Presentation
Known case of beta-thalassemia major with incidental finding of right adrenal mass in follow up ultrasound
Patient Data
Non-contrast enhanced CT-scan of the abdomen showing right adrenal fat containing heterogeneous mass with peripheral nodular soft tissue density, replacing it almost completely.
Hepatomegaly is also noted. History of splenectomy.
Magnetic resonance imaging (MRI) demonstrating a large right-sided predominantly fatty mass replacing the right adrenal gland which shows low signal intensity incomplete hemosiderin rim.
Case Discussion
Our patient has beta thalassemia major and therefore, had regular ultrasound scans which were all normal and without any lesions in the adrenal glands and this lesion has been recently discovered.
However, adrenal myelolipoma is a tumor of adrenal glands and is asymptomatic. Therefore, diagnosis is incidental and exists from birth in contrast with extramedullary hematopoiesis which develops over time.

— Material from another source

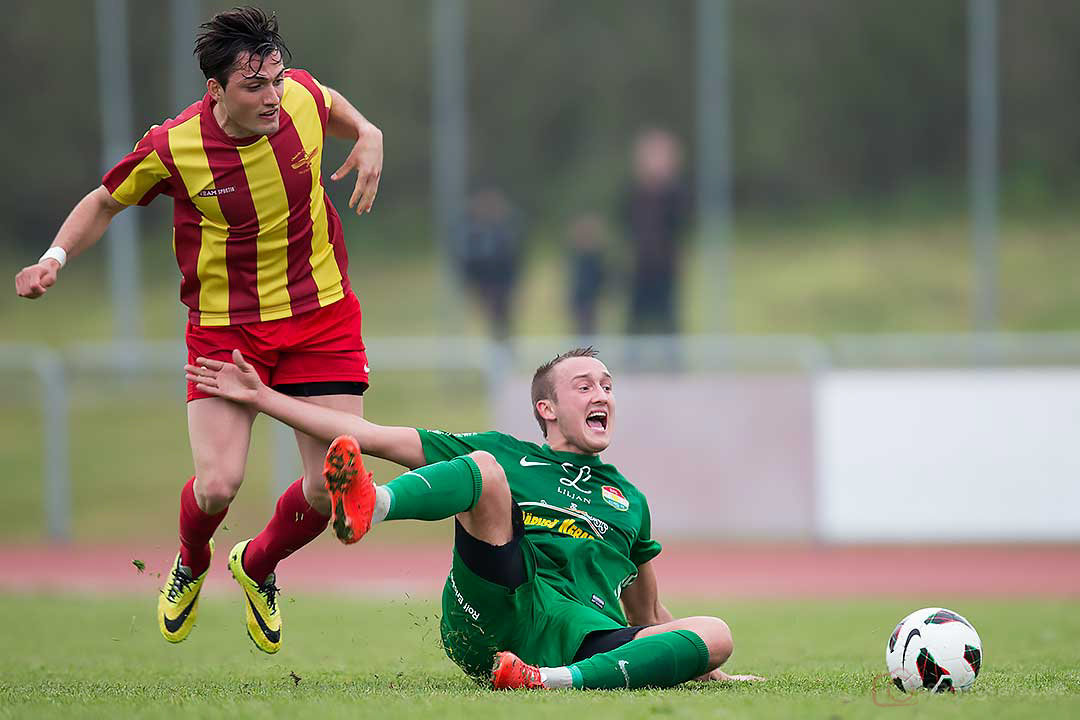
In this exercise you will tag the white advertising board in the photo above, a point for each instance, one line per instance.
(968, 454)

Due to these reasons, our diagnosis is extramedullary hematopoiesis in the adrenal glands. In addition, myelolipoma is included in differential diagnoses and always needs to be considered.

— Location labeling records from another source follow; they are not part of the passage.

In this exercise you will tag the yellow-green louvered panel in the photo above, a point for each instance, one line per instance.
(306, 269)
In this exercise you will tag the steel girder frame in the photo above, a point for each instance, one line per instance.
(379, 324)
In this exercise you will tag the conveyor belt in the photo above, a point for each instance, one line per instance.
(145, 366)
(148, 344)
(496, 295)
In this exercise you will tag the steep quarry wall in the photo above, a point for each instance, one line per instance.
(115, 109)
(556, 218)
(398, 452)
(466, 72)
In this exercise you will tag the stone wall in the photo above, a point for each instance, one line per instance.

Extramedullary hematopoiesis (EMH) could be presented with several hematological disorders such as major beta-thalassemia. Myelolipomas are usually composed of fat and hematopoietic cells include myeloid, erythroid, and megakaryocytes. Myelolipoma originates from reticuloendothelial cells of capillaries and is the main differential diagnosis of extramedullary hematopoiesis.